China Creates Global Steel Champion As Doubts Deepen On Output Cuts

20 September 2016

China has backed the creation of a giant national steel champion with continental reach, calling into question the country's pledge at the G20 summit to slash over-production.

Caixin Magazine said regulators have approved the merger of Baosteel and the loss-making group Wuhan Iron and Steel, calling it the birth of a strategic “behemoth” with a capacity of over 60 million tonnes a year.

The move is touted as part of a restructuring plan to slash 100-150 million tonnes of excess capacity in China by 2020, with the loss of 180,000 steel jobs. But the evidence so far  shows that output is still rising.

An internal document from the German steel federation Stahl alleges that China has added 9m tonnes of extra capacity so far this year and there is no chance whatsoever that the country will meet its commitment to eliminate 45m tonnes of plant in 2016.  

Stahl said China’s capacity has been increasing every year for the last four years, reaching 1,105m tonnes at a time when internal demand in China has slumped to 686m tonnes.

Over-capacity has in effect doubled to 419m tonnes since 2012, more than twice the entire steel output of the European Union.

The Baosteel takeover of Wuhan is not necessarily a threat. Mergers can be part of the slow process of consolidation, and in this case the two state-owned companies have vowed to cut capacity by 13.4m tonnes between them.

The nagging doubt is that steel is deemed a "strategic" industry by Beijing, a term with specific meaning in Communist Party ideology. The normal reflex of the authorities – especially regional party bosses – is to keep ailing steel mills alive by rolling over bad debts or forcing debt-equity swaps.
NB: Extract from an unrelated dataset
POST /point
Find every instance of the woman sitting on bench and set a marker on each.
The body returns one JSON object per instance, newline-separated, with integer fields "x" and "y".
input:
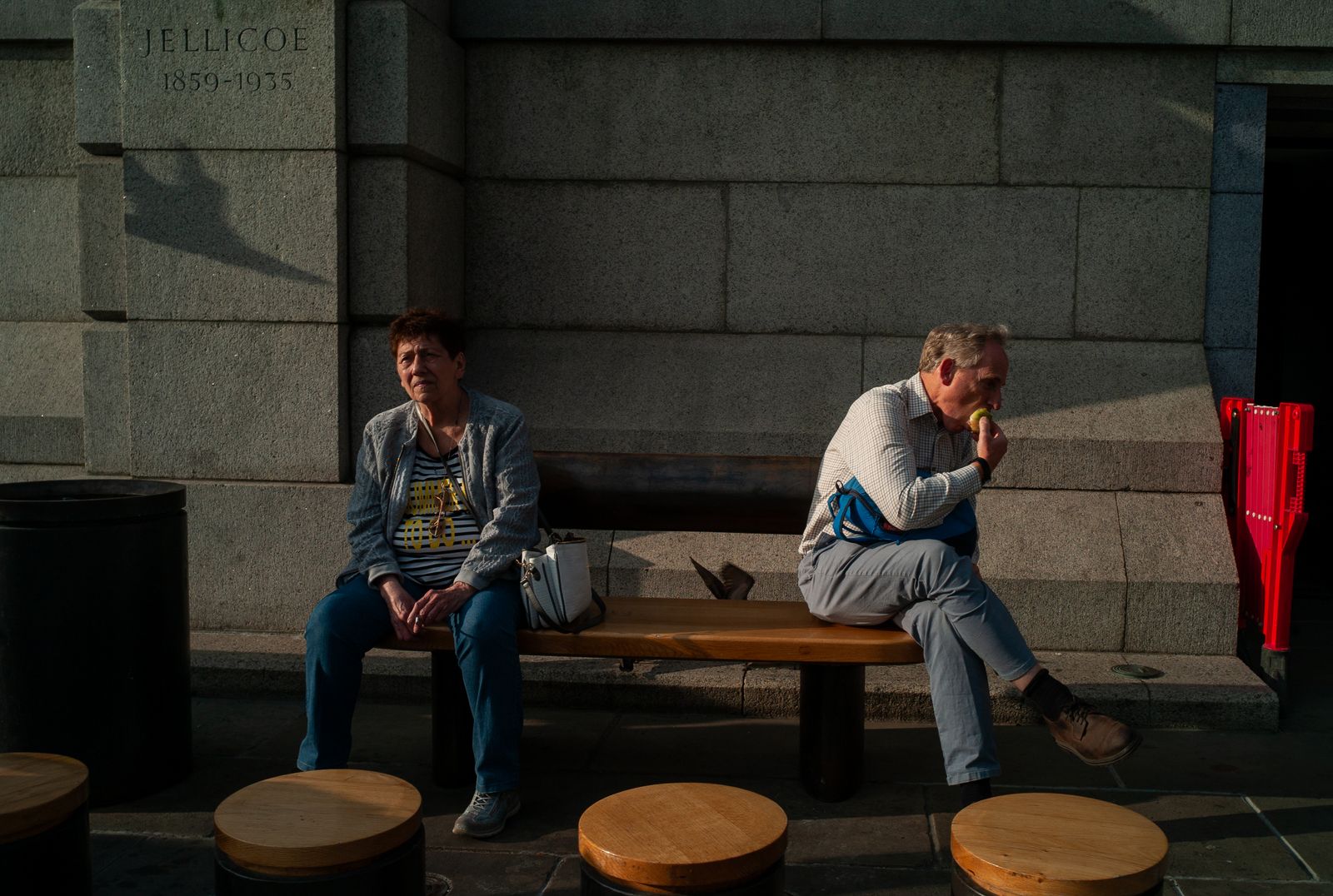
{"x": 444, "y": 501}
A study by Duke University concluded that the whole steel sector in China is underpinned by a nexus of distortions and opaque subsidies, from cheap energy and credit to free land. Foreigners are effectively shut out of the $1 trillion market for government procurement. “China’s ‘state capitalism’ model is at the core of the current over-capacity problem,” it said.

Baosteel in particular has played a pivotal role over the last three decades as the “national champion of national champions”, leader of China’s industrial shock-troops and able to tap deep into the pockets of the state on preferential terms.

Professor Jeffrey Wilson from Murdoch University in Perth says it has been under “particularly tight party supervision”. It was established as a policy instrument from the outset and has been used over the years to drive state industrial goals.

The merger would create the world’s second biggest steel group, chasing hard on the heels of Mittal. Together Baosteel and Wuhan would control 70pc of China’s silicon steel and 60pc of the quality steel used in the car industry.

For now the global steel crisis is in remission. The glut has been masked by China’s own policies over recent months,  chiefly a fresh blast of infrastructure spending and a 20pc surge in new construction driven by easier credit. This looks like a cyclical bounce, now a routine feature of China’s stop-go economic management.

The latest property boom is highly unstable. House prices rose 9.2pc in August from a year earlier, reaching 40pc in Hefei, 37pc in Shenzhen, 37pc in Nanjing, and 31pc in Shanghai. Once the new bubble deflates, a slowdown in building is likely to expose the immense scale of the steel glut once again.

Steel prices in the US have risen by half since the start of the year, supported in part by anti-dumping sanctions of up to 500pc on hot-rolled and cold products.

Punitive measures in the EU have been far gentler - in part due to Britain's objections - but this may change as UK influence fades in Brussels.

Jean-Claude Juncker, the European Commission’s president, has  warned China that it would be frozen out of the global trade club unless it curbs steel output, and called for tougher defence measures in his State of the Union speech last week. “We should not be naïve free traders, but be able to respond as forcefully to dumping as the United States,” he said.

The G20 has agreed to create a Global Forum on excess steel capacity but it will not report back until well into 2017, and there were no binding commitments.

OECD’s Steel Committee said last week that “urgent structural challenges remain unaddressed”, warning that excess capacity would reach 800m tonnes this year with little chance of any change by 2018. It is a grim prospect for those at the Port Talbot steel works hanging on by their finger tips.

It is never easy to tackle excess capacity. Efforts to slim down Europe’s steel foundries in 1970s with the ‘Davignon 1’ reforms achieved little, and voluntary curbs had to be followed by more painful measures.

The steel dispute with China goes to the heart of the raging debate over globalisation. It is a litmus test of whether  Beijing is willing to purge of endemic excess capacity across swaths of industry, given the risks of social protest and the threat to Communist party control.

The fear is that Beijing will play for time with cosmetic measures and with a stealth devaluation, exporting its deflationary woes until the global trading system snaps.